Now that she is approaching the door to come into the outlet is the entrance and exit clearly marked? Is there ample space in the “decompression zone” (area just beyond the door) where customers can take off their sunglasses and coat and adjust to the inside setting before moving into the store? Keep this area clutter free so that customers have ample room to make any adjustments but also keep in mind that customers tend to overlook merchandise placed here.
Stay tuned until next time when we talk about merchandising tips and techniques to use in the retail outlet.

Tuesday, October 5, 2010

Can YouTube be used to help you market your ag. business? Part II

As with other social networking sites, it is necessary for an agricultural business to post frequently, though the number of videos produced may increase and/or decrease based on the seasonality of the business. To tie-in with other social networking tools you may be using, consider posting a video based on content posted in a blog, Facebook, Twitter, or other social network. Don’t forget to let consumers know when a new video available by sending them emails, placing an announcement on your website, putting a sign in your retail outlet, and posting on your other social networks.

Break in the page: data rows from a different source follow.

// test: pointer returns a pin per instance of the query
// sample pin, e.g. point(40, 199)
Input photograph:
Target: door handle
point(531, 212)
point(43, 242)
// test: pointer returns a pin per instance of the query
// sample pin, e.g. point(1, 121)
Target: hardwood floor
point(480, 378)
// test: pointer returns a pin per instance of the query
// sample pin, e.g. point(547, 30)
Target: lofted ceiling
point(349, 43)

YouTube can serve as a marketing and customer relationship tool for agricultural businesses. Since many people respond to visuals and absorb more information through their eyes than their ears, it has been suggested that “video is much more engaging than text” and it is possible that consumers will remain on a website for a longer period of time if video is available for them to watch ( Whether videos are created to promote a business, new products for the season, helpful tips, or how-to’s, posting videos on YouTube is just another creative way to reach current and potential customers and inform, remind, and persuade them to purchase your goods and services. Allowing consumers to view videos you produce adds another dimension to your website or emails.

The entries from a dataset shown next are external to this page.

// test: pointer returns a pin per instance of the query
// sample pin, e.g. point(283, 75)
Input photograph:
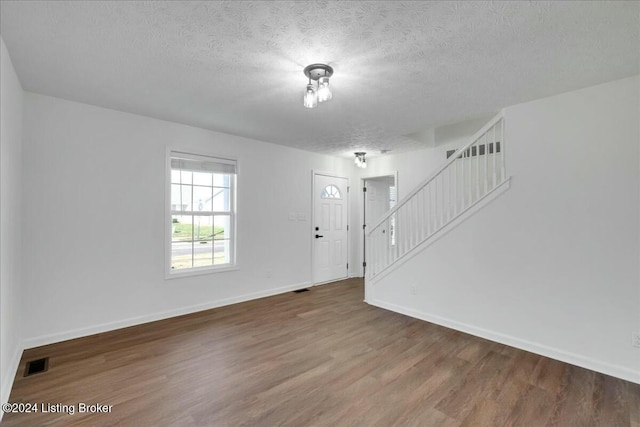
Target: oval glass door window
point(331, 192)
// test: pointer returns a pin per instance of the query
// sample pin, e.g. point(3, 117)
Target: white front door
point(330, 228)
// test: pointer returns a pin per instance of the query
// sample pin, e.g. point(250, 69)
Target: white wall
point(551, 265)
point(10, 222)
point(94, 222)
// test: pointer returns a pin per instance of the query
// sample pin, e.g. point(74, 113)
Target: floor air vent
point(36, 366)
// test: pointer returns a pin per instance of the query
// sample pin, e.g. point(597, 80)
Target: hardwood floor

As intimidating as posting a video on YouTube may be, consult the YouTube help pages where you can find videos and directions on numerous topics ranging from capturing sound to compressing video. Other resources can be found online through keyword searches. Once a process is developed, the number of videos and the content is only limited by your imagination.

Friday, October 1, 2010

Can YouTube be used to help you market your ag. business? Part I

As I read through the many email newsletters I receive each morning, it sure is apparent that topics pertaining to social networking, for beginner or experienced users, occupy a fair amount of space in each piece I read. A good deal of attention is given to social networking sites such as Twitter and Facebook, but an agricultural business should consider the benefits of using YouTube to inform, reach, and build relationships with consumers.

Why use YouTube? Since many people are “visual”, this tool may better help convey benefits and features of your goods and services compared to “still” images that are just two-dimensional. Also, based on statistics, YouTube, in terms of “revenue and audience use,” is projected to increase 51% between 2009 and 2013 and in audiences between ages 18 and 34 (

What is YouTube exactly? YouTube is a website where viewers can watch programming such as movie trailers, clips, and full episodes of news programs, special interest shows, and videos that amateur videographers create. Videos can vary from less than a minute to over an hour in length. Viewers can find videos by:
• looking through videos arranged by pre-determined categories (e.g., How-to & Style),
• entering keywords into the search box (e.g., gardening, grilling vegetables), and
• clicking on links for related videos.
Viewers can also create a YouTube account and “subscribe” to “channels” that are specific to the source/person who posts the video (e.g., Garden Girl TV) or topic (e.g., how to make wine). By subscribing, viewers receive weekly emails that alert them when a new video is posted to their account.